Onderstaand een overzicht van alle soorten. Weergegeven zijn de naam en het verspreidingsgebied,[2] en de kleuren en vorm van de 'hoorntjes'.[5]

Lijst van soorten hoornkikkers
Afbeelding Naam Verspreidingsgebied Uiterlijke kenmerken
Ceratophrys aurita (Raddi, 1823) Brazilië Bruin van kleur met een lichtere tot groene streep over de rug en kop. Duidelijke hoorntjes op de ogen.
Ceratophrys calcarata (Boulenger, 1890) Colombia en Venezuela Bruin van kleur met donkere landkaarttekening. Korte hoorns boven de ogen.
Ceratophrys cornuta (Linnaeus, 1758) – Surinaamse hoornkikker Brazilië, Colombia, Ecuador, Frans-Guyana, Suriname, Guyana, Peru en Venezuela Zeer variabel van kleur, bruin tot rood of groen. Duidelijk verlengde hoorns boven de ogen. Tot 12 centimeter lang.
Ceratophrys cranwelli (Barrio, 1980) Argentinië, Bolivia, Brazilië en Paraguay Meestal groen met bruine vlekken. Geen hoorntjes boven de ogen.

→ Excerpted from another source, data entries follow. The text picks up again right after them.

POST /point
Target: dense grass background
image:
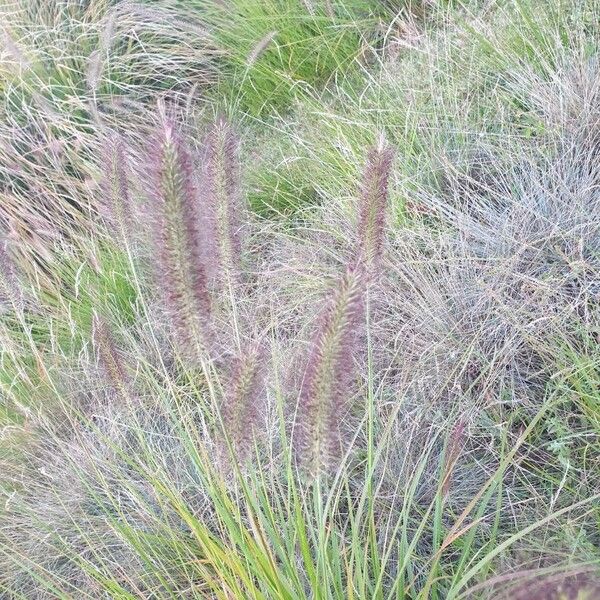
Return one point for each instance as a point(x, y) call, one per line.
point(426, 428)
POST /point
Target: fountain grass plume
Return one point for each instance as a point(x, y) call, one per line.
point(373, 205)
point(328, 376)
point(181, 269)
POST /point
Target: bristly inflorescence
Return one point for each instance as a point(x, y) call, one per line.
point(241, 406)
point(329, 374)
point(181, 268)
point(373, 206)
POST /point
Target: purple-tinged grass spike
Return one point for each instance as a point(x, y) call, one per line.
point(373, 206)
point(222, 198)
point(180, 263)
point(112, 366)
point(241, 405)
point(116, 189)
point(329, 375)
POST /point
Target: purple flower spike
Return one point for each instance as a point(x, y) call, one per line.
point(373, 206)
point(180, 256)
point(329, 375)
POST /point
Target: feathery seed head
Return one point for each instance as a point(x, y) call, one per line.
point(180, 259)
point(328, 376)
point(373, 205)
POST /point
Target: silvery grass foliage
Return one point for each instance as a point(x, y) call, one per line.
point(69, 71)
point(351, 452)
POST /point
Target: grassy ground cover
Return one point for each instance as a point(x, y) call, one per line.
point(300, 299)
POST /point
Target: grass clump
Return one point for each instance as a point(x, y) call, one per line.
point(390, 393)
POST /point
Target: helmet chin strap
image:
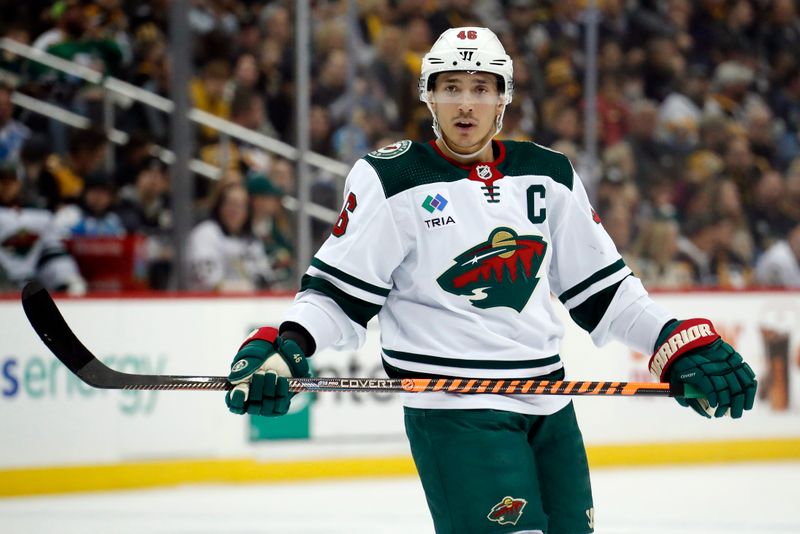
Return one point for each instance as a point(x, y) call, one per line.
point(438, 132)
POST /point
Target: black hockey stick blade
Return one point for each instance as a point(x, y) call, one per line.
point(48, 322)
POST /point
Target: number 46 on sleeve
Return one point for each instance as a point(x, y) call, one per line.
point(341, 224)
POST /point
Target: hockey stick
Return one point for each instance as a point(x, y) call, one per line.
point(48, 322)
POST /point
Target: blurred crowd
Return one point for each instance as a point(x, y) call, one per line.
point(696, 177)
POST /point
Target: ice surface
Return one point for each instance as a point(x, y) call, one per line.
point(731, 499)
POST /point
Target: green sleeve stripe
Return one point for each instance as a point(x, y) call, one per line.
point(472, 364)
point(349, 279)
point(359, 311)
point(596, 277)
point(589, 313)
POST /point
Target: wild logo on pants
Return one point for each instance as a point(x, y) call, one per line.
point(508, 511)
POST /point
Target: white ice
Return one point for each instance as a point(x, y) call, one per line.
point(731, 499)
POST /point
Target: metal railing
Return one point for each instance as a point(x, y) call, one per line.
point(117, 91)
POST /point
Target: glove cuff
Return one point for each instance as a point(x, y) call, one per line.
point(687, 335)
point(265, 333)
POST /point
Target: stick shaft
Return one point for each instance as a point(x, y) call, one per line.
point(48, 322)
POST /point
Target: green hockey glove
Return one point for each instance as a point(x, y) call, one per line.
point(260, 373)
point(692, 353)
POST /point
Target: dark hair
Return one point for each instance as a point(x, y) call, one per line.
point(87, 140)
point(242, 101)
point(219, 200)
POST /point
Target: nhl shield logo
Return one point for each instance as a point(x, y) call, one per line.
point(508, 511)
point(484, 172)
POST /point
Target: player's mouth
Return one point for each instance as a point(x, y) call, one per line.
point(465, 126)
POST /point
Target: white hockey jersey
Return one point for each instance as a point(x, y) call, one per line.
point(31, 248)
point(459, 263)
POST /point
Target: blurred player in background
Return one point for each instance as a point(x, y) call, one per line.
point(456, 245)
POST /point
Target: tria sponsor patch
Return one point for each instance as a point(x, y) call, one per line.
point(508, 511)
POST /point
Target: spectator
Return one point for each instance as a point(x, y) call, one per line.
point(612, 111)
point(94, 215)
point(651, 155)
point(247, 110)
point(271, 224)
point(705, 252)
point(769, 224)
point(281, 173)
point(63, 179)
point(759, 125)
point(222, 252)
point(653, 255)
point(31, 245)
point(731, 93)
point(780, 264)
point(13, 134)
point(144, 209)
point(744, 168)
point(680, 114)
point(208, 94)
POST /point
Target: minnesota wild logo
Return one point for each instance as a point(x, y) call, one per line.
point(498, 272)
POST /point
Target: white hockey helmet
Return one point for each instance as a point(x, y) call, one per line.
point(467, 49)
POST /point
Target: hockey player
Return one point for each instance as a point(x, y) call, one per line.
point(30, 244)
point(457, 245)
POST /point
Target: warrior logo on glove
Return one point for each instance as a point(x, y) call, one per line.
point(693, 354)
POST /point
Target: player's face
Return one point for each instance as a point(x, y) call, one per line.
point(466, 105)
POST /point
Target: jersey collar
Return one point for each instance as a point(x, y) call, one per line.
point(501, 148)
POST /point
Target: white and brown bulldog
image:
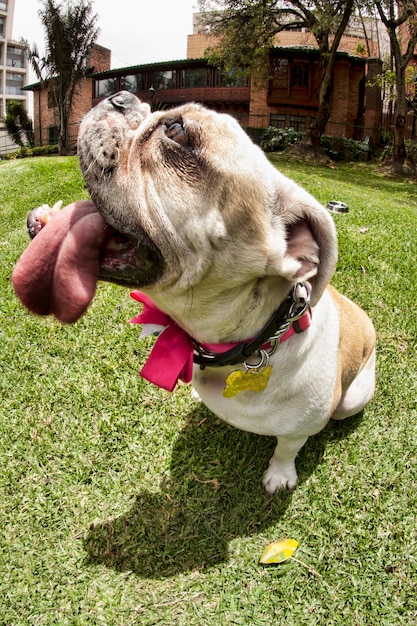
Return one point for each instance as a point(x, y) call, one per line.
point(233, 261)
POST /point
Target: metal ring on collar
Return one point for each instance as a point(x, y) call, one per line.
point(258, 367)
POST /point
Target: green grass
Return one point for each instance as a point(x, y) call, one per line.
point(122, 505)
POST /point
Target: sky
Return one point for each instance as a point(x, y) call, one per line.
point(136, 31)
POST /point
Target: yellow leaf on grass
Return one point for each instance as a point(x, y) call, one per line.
point(279, 551)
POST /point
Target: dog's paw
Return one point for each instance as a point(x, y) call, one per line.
point(279, 476)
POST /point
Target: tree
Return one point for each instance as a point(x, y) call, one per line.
point(400, 20)
point(70, 33)
point(247, 28)
point(18, 124)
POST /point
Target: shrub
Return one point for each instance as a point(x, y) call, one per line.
point(337, 148)
point(30, 152)
point(278, 139)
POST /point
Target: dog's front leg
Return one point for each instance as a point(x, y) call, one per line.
point(281, 473)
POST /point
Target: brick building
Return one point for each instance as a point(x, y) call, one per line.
point(43, 106)
point(289, 98)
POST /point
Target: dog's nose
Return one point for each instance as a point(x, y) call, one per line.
point(123, 100)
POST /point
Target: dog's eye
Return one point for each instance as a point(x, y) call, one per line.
point(175, 132)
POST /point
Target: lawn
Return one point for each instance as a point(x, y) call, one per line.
point(123, 505)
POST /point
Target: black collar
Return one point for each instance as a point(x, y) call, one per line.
point(291, 309)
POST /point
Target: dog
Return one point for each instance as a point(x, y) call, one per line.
point(233, 261)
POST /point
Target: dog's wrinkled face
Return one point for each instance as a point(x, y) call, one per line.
point(179, 183)
point(198, 210)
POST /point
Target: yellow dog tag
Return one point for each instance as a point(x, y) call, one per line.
point(250, 380)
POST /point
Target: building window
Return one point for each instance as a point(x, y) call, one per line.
point(277, 121)
point(298, 123)
point(15, 57)
point(233, 78)
point(165, 80)
point(104, 87)
point(51, 100)
point(52, 135)
point(14, 83)
point(196, 77)
point(131, 82)
point(300, 75)
point(280, 73)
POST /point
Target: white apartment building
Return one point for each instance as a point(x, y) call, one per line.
point(13, 70)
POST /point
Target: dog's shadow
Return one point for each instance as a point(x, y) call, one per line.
point(213, 495)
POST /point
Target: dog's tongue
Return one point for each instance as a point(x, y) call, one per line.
point(58, 272)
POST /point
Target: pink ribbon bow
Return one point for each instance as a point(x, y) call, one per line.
point(172, 356)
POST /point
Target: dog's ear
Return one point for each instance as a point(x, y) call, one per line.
point(311, 245)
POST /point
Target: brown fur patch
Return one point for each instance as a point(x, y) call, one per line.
point(356, 343)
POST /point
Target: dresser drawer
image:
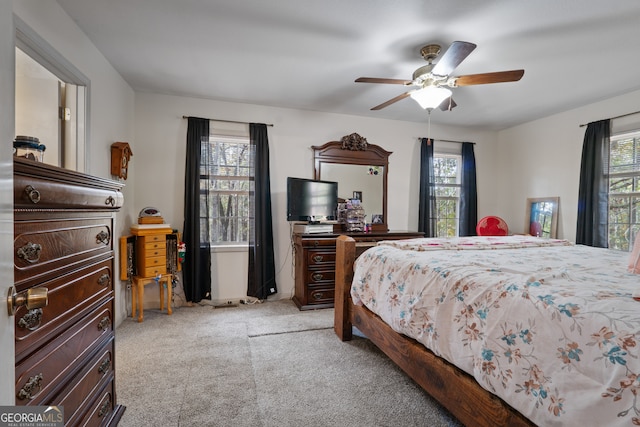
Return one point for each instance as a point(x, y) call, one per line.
point(33, 192)
point(78, 396)
point(102, 410)
point(49, 369)
point(155, 250)
point(71, 297)
point(315, 257)
point(320, 276)
point(319, 242)
point(321, 295)
point(46, 248)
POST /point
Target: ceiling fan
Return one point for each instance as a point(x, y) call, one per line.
point(434, 80)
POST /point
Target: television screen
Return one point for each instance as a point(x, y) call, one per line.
point(311, 200)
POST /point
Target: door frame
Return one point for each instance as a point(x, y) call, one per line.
point(7, 126)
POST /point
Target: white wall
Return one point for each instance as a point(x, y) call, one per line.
point(542, 159)
point(158, 164)
point(111, 99)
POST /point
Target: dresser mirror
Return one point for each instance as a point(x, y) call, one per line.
point(360, 169)
point(542, 216)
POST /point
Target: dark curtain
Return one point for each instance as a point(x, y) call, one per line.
point(593, 193)
point(262, 270)
point(197, 263)
point(427, 204)
point(468, 193)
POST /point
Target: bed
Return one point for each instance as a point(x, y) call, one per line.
point(512, 331)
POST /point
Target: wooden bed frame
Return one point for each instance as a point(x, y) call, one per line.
point(454, 389)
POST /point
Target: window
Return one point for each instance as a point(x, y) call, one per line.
point(225, 183)
point(446, 168)
point(624, 190)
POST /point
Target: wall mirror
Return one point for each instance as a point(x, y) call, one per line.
point(360, 169)
point(51, 100)
point(542, 216)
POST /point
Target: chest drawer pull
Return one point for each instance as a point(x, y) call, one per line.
point(104, 323)
point(30, 252)
point(103, 237)
point(105, 365)
point(104, 409)
point(32, 194)
point(31, 388)
point(104, 280)
point(31, 320)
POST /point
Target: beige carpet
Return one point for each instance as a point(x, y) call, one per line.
point(264, 365)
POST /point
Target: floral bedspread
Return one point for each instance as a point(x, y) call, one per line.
point(550, 327)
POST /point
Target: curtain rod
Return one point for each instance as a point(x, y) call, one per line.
point(616, 117)
point(226, 121)
point(448, 140)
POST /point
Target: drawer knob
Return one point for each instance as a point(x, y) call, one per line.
point(104, 366)
point(31, 298)
point(31, 320)
point(105, 279)
point(103, 237)
point(32, 194)
point(31, 388)
point(104, 323)
point(30, 252)
point(104, 409)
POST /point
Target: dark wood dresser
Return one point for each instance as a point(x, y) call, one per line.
point(64, 242)
point(315, 264)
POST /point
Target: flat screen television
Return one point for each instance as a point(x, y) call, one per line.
point(311, 200)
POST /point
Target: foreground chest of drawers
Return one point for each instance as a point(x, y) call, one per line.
point(63, 241)
point(315, 264)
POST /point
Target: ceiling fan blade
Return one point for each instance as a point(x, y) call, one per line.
point(448, 104)
point(486, 78)
point(387, 81)
point(391, 101)
point(456, 53)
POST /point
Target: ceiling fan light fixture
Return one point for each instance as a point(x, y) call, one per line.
point(430, 97)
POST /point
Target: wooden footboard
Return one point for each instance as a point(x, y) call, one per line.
point(452, 388)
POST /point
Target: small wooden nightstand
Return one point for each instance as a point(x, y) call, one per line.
point(147, 258)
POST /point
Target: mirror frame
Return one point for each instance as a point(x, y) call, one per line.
point(354, 150)
point(554, 214)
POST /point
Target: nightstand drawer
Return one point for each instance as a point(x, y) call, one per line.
point(153, 271)
point(154, 251)
point(319, 276)
point(320, 257)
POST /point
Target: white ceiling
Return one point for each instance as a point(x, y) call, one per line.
point(306, 54)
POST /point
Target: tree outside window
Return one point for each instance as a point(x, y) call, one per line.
point(447, 190)
point(624, 190)
point(225, 185)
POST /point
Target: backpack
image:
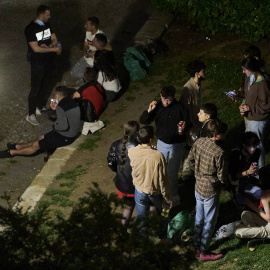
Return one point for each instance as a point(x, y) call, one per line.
point(136, 63)
point(88, 111)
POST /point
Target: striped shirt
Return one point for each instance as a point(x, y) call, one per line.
point(207, 160)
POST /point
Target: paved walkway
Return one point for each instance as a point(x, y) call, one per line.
point(152, 29)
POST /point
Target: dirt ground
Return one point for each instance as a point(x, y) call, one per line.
point(183, 41)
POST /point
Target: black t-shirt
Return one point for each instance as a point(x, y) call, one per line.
point(41, 34)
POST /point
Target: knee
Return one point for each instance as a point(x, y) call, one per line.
point(41, 137)
point(36, 145)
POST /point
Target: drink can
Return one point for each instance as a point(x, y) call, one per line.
point(180, 127)
point(254, 164)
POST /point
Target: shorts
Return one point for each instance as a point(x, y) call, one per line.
point(53, 140)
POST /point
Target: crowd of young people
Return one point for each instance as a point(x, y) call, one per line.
point(153, 171)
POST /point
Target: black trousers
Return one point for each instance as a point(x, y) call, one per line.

Plaats uw zelfgemaakte foto hier Ceratophrys joazeirensis (Mercadal de Barrio, 1986) Brazilië Lichaamskleur groen met bruine vlekken. Korte hoorns boven de ogen.
Ceratophrys ornata (Bell, 1843) – Prachthoornkikker Argentinië, Brazilië en Uruguay Zeer felle kleuren mogelijk. Kleine hoorntjes boven de ogen.
Plaats uw zelfgemaakte foto hier Ceratophrys stolzmanni (Steindachner, 1882) Ecuador en Peru Lichaamskleur groen met bruine vlekken. Hoorns boven de ogen zijn nauwelijks zichtbaar.
Plaats uw zelfgemaakte foto hier Ceratophrys testudo (Andersson, 1945) Ecuador Groen met bruine landkaarttekening. Kleine hoorns boven de ogen aanwezig.